Location d’un immeuble à sa société : attention à la requalification fiscale
Immobilier

Location d’un immeuble à sa société : attention à la requalification fiscale

De nombreux dirigeants mettent un immeuble privé à disposition de leur société : bureau, cabinet, entrepôt ou immeuble commercial. Cette pratique peut constituer une solution fiscalement intéressante, mais elle implique également un point d’attention important : le risque de requalification partielle du loyer en rémunération professionnelle.

En pratique, un loyer excessif peut coûter plus cher fiscalement qu’anticipé.

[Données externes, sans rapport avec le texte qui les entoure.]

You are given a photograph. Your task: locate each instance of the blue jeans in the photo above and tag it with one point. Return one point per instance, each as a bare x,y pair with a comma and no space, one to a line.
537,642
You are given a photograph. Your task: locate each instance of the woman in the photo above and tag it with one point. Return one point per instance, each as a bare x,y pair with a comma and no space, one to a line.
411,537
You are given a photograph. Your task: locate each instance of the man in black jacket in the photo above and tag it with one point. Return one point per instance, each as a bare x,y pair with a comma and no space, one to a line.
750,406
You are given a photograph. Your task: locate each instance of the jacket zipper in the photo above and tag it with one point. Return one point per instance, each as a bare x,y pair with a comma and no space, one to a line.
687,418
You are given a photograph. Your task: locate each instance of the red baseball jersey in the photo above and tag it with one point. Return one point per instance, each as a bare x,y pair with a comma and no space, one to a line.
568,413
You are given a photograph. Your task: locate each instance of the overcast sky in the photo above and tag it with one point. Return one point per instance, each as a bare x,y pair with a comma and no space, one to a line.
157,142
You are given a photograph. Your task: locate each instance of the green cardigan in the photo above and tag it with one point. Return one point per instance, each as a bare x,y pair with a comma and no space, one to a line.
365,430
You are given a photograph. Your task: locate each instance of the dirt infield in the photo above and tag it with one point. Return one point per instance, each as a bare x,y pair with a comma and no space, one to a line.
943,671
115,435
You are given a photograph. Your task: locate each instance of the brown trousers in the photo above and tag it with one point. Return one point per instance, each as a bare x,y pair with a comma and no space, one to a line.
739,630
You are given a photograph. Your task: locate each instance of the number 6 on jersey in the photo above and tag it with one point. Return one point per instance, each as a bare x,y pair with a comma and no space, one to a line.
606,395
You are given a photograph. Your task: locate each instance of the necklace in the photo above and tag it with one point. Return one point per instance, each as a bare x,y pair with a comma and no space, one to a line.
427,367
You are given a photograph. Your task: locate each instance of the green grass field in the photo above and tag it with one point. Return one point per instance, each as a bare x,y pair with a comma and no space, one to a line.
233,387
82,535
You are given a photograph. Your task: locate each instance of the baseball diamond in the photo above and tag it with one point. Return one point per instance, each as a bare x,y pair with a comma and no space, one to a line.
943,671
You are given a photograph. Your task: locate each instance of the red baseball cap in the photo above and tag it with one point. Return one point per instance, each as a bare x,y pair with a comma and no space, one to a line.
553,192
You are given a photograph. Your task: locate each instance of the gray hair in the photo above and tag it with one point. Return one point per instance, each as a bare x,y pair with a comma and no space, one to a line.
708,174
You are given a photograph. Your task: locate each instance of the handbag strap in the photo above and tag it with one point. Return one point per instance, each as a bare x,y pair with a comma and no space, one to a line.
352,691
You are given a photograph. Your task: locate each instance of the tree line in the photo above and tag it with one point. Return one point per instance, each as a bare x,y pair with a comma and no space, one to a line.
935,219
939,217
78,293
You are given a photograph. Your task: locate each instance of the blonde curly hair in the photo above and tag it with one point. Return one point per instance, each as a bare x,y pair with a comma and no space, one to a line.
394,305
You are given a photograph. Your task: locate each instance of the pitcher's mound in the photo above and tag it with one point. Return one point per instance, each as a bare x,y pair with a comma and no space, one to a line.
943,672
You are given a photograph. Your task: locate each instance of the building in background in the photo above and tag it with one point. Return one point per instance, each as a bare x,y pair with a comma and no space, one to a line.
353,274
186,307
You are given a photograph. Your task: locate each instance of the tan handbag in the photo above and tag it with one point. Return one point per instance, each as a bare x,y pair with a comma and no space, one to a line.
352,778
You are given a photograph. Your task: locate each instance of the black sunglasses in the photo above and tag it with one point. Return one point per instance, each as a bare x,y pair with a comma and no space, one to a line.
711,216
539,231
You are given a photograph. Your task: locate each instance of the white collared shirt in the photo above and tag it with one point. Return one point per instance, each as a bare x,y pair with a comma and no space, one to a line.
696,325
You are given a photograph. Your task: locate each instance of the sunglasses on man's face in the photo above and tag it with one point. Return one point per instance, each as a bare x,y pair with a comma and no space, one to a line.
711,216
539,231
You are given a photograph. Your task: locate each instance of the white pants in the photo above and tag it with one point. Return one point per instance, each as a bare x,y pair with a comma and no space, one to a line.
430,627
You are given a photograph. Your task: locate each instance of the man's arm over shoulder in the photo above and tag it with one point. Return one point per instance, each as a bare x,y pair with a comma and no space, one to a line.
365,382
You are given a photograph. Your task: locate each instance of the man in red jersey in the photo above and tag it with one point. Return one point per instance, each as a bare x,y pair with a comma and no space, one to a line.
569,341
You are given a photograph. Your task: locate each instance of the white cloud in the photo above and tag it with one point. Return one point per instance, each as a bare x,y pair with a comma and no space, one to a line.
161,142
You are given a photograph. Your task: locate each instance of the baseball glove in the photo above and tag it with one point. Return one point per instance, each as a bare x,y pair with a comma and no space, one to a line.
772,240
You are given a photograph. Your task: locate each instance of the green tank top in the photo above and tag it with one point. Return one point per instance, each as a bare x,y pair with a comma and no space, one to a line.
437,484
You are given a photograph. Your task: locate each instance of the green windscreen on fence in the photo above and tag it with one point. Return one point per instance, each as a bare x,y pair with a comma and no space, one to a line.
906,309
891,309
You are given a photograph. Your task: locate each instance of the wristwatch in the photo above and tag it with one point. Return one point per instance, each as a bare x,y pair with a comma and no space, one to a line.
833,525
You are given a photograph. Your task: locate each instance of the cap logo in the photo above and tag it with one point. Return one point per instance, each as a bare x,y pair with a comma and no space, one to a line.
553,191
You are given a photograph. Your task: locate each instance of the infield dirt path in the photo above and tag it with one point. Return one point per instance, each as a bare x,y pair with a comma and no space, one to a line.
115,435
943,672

Le principe : un loyer privé fiscalement avantageux

Lorsqu’un dirigeant loue un immeuble à sa société, les loyers perçus sont en principe taxés comme revenus immobiliers et non comme revenus professionnels.

Cet avantage fiscal explique le succès de ce type de structuration : la taxation est généralement plus favorable qu’une rémunération classique.

Toutefois, cette règle connaît une limite importante lorsque le montant du loyer est considéré comme excessif par rapport à la valeur fiscale du bien.

La règle des “5/3 du revenu cadastral revalorisé”

L’administration fiscale applique un mécanisme anti-abus spécifique.

Lorsque le loyer annuel (et avantages locatifs éventuels) dépasse 5/3 du revenu cadastral revalorisé, la partie excédentaire peut être requalifiée en rémunération de dirigeant d’entreprise.

Concrètement :

  • une partie du loyer reste taxée comme revenu immobilier ;
  • l’excédent est imposé comme revenu professionnel.

Cette requalification entraîne généralement une pression fiscale plus importante, le montant concerné étant alors soumis aux taux progressifs de l’impôt des personnes physiques.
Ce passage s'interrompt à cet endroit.